60 ans – un bon anniversaire ?

Les cérémonies et les rencontres organisées à l’occasion du soixantième anniversaire du Traité de l’Elysée ont témoigné d’une belle et durable amitié, mais... les différences institutionnelles et politiques, et peut-être aussi les différentes Weltanschauung des dirigeants français et allemands font que les actes ne semblent pas être à la hauteurs des mots. Detlef Puhl analyse le "franco-allemand" en ces temps de crise et de guerre.

Commémoration. François Mitterand et Helmut Kohl à Verdun en novembre1984
Herbert Richter/ pour un anniversaire du traité de l’Elysée

Est-ce qu’on peut avoir confiance en Olaf Scholz ? Ou en Emmanuel Macron ? Ou dans la déclaration adoptée par le conseil des ministres franco-allemand lors du 60ème anniversaire du Traité de l’Elysée le 22 janvier ? La question se pose, car on ne peut pas être sûr que les gestes et les mots d’amitié exprimés à l’occasion ne soient pas finalement autres que des apparences ; que les engagements pris dans le texte du communiqué ne soient suivis d’action. Certes, la manifestation d’unité a été appréciée, bien-sûr, et bien mise en scène. Mais est-ce qu’il n’y avait pas, ces derniers mois surtout, des malentendus, des occasions manquées, des doutes sur les capacités de l’un et de l’autre de bien gérer ses affaires chez lui, de bien s’orienter en ces temps de crise, de guerre en Europe ?
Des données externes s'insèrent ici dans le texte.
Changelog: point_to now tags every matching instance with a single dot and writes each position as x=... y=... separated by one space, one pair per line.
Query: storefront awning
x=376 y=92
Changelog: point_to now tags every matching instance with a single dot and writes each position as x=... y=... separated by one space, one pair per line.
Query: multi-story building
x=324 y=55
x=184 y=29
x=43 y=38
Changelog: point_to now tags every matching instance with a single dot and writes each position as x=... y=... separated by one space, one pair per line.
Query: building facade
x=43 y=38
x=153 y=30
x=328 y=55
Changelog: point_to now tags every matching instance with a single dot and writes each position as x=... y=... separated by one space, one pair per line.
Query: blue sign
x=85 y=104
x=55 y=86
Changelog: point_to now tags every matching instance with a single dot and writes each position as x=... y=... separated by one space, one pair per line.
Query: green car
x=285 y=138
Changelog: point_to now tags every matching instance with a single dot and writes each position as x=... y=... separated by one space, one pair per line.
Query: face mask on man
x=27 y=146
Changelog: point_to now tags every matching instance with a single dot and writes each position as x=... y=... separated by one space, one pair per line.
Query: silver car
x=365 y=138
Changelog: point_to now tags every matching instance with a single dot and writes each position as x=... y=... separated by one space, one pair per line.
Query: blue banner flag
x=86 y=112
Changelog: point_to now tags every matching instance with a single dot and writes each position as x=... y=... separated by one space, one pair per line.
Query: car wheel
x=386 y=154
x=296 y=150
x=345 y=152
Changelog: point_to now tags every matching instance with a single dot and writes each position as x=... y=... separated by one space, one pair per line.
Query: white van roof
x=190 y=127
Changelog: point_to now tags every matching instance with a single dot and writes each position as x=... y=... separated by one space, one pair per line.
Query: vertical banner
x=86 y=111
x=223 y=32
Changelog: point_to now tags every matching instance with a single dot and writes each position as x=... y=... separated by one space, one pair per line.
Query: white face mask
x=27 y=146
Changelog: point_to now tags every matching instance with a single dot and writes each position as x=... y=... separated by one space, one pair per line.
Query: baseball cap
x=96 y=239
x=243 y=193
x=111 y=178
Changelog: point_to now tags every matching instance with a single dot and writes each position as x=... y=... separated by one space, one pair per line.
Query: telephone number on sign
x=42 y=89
Différences et divergences

Emmanuel Macron avait été obligé de passer par l’article 49-3 de la Constitution pour faire passer son budget sans vote parlementaire et maintenant il a des difficultés à faire passer sa réforme des retraites, LA réforme de son deuxième mandat. Olaf Scholz se trouve mis sous pression par ses partenaires de la „coalition feu tricolore“ qui demandent de lui, comme le font beaucoup de ses amis européens dans l’UE et à l’OTAN, un engagement plus fort, un vrai „leadership“ dans la crise crée par la guerre en Ukraine. Pendant les derniers mois, Paris et Berlin n‘étaient pas sur la même longueur d’onde. Est-ce qu’ils le sont aujourd’hui ?

Le conseil des ministres franco-allemand prévu au mois d’octobre a dû être reporté, parce qu’on n’arrivait pas à se mettre d’accord sur les résultats à obtenir. Le président a mis en garde contre l’isolement de l’Allemagne au sein de l’UE dans ses efforts d’alléger les charges pour les ménages suite à la flambée des prix d’énergie à cause de la guerre ; Olaf Scholz ne se sent pas du tout isolé. Le chancelier a refusé l’offre faite par le président de l’accompagner dans sa visite au président chinois, pour démontrer l’unité européenne ; Scholz a préféré faire cavalier seul. Les deux chefs d’Etat, qui aiment tant manifester leur fierté de l’être, se trouvent mis en question – chez eux, mais aussi l’un par l’autre.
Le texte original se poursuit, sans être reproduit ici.